Dans la lutte contre le mal, il faut arriver à dissocier le péché du pécheur. Voler, c’est un mal ; mais celui qui a volé n’est pas qu’un voleur. En ne l’identifiant pas avec son mal, on lui rend une possibilité de vivre. Il ne s’agit pas de dire que le mal n’existe pas, bien au contraire : le pardon n’est pas un blanchiment facile, il ne consiste pas à dire que mal est bien, il ne revient pas à nier la gravité de la faute. Le pardon est un acte re-créateur, qui s’attaque au mal dans ses racines. Par lui, on manifeste qu’on voudrait que l’autre s’en sorte et échappe à la logique du mal.
Le pardon n’est pas non plus disparition de la souffrance que le mal nous a causé
Après avoir pardonné, on peut avoir toujours mal ; on peut garder de mauvais souvenirs. Le pardon ne repose pas sur des critères subjectifs.
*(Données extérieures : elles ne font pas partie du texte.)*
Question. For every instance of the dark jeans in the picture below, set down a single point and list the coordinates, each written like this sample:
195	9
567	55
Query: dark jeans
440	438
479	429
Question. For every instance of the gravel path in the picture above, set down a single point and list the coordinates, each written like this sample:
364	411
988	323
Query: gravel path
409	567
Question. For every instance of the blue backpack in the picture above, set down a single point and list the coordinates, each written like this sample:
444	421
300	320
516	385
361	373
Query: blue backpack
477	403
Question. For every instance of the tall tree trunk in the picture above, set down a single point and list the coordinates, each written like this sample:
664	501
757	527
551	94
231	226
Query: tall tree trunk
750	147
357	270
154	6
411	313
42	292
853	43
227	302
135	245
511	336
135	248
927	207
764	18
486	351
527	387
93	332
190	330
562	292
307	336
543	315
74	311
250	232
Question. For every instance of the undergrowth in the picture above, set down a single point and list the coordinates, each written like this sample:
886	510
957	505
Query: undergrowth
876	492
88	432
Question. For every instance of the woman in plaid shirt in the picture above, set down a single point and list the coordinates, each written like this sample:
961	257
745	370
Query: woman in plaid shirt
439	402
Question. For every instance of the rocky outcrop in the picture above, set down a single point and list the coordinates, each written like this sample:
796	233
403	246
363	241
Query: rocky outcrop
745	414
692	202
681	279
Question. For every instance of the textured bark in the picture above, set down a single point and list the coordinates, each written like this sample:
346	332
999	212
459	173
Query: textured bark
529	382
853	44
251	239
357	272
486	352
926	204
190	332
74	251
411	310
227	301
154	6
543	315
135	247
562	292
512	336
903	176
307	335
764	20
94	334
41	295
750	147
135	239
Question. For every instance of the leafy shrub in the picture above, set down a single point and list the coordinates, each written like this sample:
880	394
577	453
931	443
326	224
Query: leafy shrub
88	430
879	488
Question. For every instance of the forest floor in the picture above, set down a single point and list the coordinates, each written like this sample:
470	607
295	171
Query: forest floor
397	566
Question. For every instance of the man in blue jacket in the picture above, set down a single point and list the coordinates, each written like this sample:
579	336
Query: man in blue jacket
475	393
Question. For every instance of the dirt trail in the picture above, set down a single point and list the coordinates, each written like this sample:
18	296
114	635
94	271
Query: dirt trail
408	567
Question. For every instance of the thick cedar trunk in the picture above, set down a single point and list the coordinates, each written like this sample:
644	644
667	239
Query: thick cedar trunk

Il est parfois donné avec peine et grande difficulté : c’est quelque chose de grand, qui demande des efforts. Et lorsqu’on y arrive un jour, il y a encore un effort important à faire le lendemain pour garder les mêmes dispositions. On a donné le pardon, mais on continue à sentir les effets du mal, et c’est normal si c’est un vrai mal : le pardon n’est pas un médicament. Quand Jésus dit qu’il faut pardonner « de tout son cœur » (Matthieu 18,35), cela veut dire sans aucune réserve, mais cela ne veut pas dire qu’on est forcément heureux de pardonner. C’est une grâce assez exceptionnelle de pouvoir pardonner avec le sourire. Bien souvent, on pardonne dans les larmes. Mais il ne faut pas le montrer, ce qui empoisonnerait le geste que l’on fait vers autrui.
Le pardon n’est pas non plus une démission, une lâcheté, une manière de ne pas affronter le problème, bien au contraire
Il consiste fondamentalement à ne pas entrer dans la logique du mal, à ne pas répéter le péché, à ne pas le renouveler et à ne pas lui donner une postérité par notre rancune et par notre haine. Ce n’est ni une riposte, ni une démission : c’est au contraire une attitude forte et noble qui va jusqu’au cœur du mal et qui accepte d’en subir les conséquences pour que l’autre s’en sorte, pour redonner vie : « Le pardon est certainement l'une des plus grandes facultés humaines et peut-être la plus audacieuse des actions, dans a mesure où elle tente l'impossible – à savoir défaire ce qui a été – et réussit à inaugurer un nouveau commencement là où tout semblait avoir pris fin » (Hannah Arendt).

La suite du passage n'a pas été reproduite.